Anche ieri sera a Porta a Porta con Rosi Bindi è stato evidente. Il Partito Democratico ha il mal di pancia e non è scontato che accetti di fare un governo delle larghe intese con il Pdl e il centro destra. Me lo avete scritto anche in tanti via mail dopo averci guardato alla TV.
Basta guardare anche a cosa ha appena detto Vendola: “Non si dialoga con il caimano”. Siamo alle solite? Il solito pregiudizio che blocca tutto da 20 anni?
Io spero di no. Mi auguro di no. Il richiamo del Presidente Napolitano nel suo discorso era diretto alla responsabilità e a un bene superiore nell’interesse della Nazione. Noi siamo per unirci ad altre forze politiche responsabili e dar vita a un governo che sia:

  • Politico: basta con i tecnici, l’esperienza che abbiamo appena avuto non è certo stata positiva
  • Forte, stabile e duraturo: inutile fare un governo se ha una scadenza. Diamo vita a un progetto con obiettivi chiari da portare a casa.

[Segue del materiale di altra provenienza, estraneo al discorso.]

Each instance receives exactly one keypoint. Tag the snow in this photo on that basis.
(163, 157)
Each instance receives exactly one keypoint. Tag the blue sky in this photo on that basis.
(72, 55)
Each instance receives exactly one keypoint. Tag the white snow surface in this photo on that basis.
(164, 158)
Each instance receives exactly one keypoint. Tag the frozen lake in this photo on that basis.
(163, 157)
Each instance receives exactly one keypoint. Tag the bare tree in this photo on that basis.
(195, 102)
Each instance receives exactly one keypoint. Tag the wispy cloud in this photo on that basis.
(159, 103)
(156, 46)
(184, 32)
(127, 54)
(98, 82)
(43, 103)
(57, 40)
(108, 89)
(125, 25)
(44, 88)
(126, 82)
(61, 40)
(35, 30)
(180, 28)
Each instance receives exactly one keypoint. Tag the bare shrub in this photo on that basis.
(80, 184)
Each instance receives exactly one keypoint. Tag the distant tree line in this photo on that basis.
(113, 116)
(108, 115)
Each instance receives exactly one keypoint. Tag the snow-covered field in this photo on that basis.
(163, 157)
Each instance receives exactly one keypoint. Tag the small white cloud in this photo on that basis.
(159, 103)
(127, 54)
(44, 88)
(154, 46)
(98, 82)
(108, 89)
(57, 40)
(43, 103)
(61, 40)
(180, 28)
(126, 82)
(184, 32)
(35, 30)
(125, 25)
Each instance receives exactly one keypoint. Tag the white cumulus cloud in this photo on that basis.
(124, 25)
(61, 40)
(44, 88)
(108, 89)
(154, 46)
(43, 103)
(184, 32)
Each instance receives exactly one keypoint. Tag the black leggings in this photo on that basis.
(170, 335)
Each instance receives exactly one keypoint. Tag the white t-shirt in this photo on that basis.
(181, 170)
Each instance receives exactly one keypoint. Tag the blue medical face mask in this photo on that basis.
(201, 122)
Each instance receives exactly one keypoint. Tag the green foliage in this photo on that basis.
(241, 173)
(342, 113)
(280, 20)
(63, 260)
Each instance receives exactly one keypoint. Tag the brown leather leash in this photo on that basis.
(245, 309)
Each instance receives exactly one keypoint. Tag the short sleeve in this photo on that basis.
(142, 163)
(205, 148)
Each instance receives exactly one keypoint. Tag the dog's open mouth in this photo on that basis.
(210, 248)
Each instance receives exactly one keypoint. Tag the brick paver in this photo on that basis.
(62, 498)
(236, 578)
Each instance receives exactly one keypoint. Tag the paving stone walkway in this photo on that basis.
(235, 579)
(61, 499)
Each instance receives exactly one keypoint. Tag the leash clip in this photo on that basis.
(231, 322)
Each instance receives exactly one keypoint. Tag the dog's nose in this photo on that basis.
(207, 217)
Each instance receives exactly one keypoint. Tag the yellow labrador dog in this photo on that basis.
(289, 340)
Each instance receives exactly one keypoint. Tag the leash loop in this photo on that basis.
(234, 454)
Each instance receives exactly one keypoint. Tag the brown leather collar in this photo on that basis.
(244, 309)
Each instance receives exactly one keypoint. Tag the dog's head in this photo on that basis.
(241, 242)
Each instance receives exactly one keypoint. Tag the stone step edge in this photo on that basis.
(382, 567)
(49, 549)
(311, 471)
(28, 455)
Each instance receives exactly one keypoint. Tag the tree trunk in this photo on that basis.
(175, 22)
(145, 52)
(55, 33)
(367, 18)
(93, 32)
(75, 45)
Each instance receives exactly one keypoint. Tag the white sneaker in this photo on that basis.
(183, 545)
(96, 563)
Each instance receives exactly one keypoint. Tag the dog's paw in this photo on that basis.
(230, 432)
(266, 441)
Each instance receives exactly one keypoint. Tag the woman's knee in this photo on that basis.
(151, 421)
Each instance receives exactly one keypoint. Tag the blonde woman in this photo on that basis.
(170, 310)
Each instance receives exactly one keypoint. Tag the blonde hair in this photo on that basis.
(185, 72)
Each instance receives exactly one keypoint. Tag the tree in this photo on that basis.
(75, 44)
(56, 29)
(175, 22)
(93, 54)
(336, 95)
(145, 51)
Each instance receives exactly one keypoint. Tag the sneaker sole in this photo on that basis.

  • Con un programma preciso: che abbassi le tasse, tolga l’IMU sulla prima casa, rilanci i consumi, riduca a zero il costo del lavoro per chi assume giovani e disoccupati, aiuti le famiglie. Che prosegua insimma ciò che è il nostro programma elettorale e le 8 proposte portate in Parlamento.

Queste le nostre uniche condizioni. Chi ci sta? Sbrighiamoci!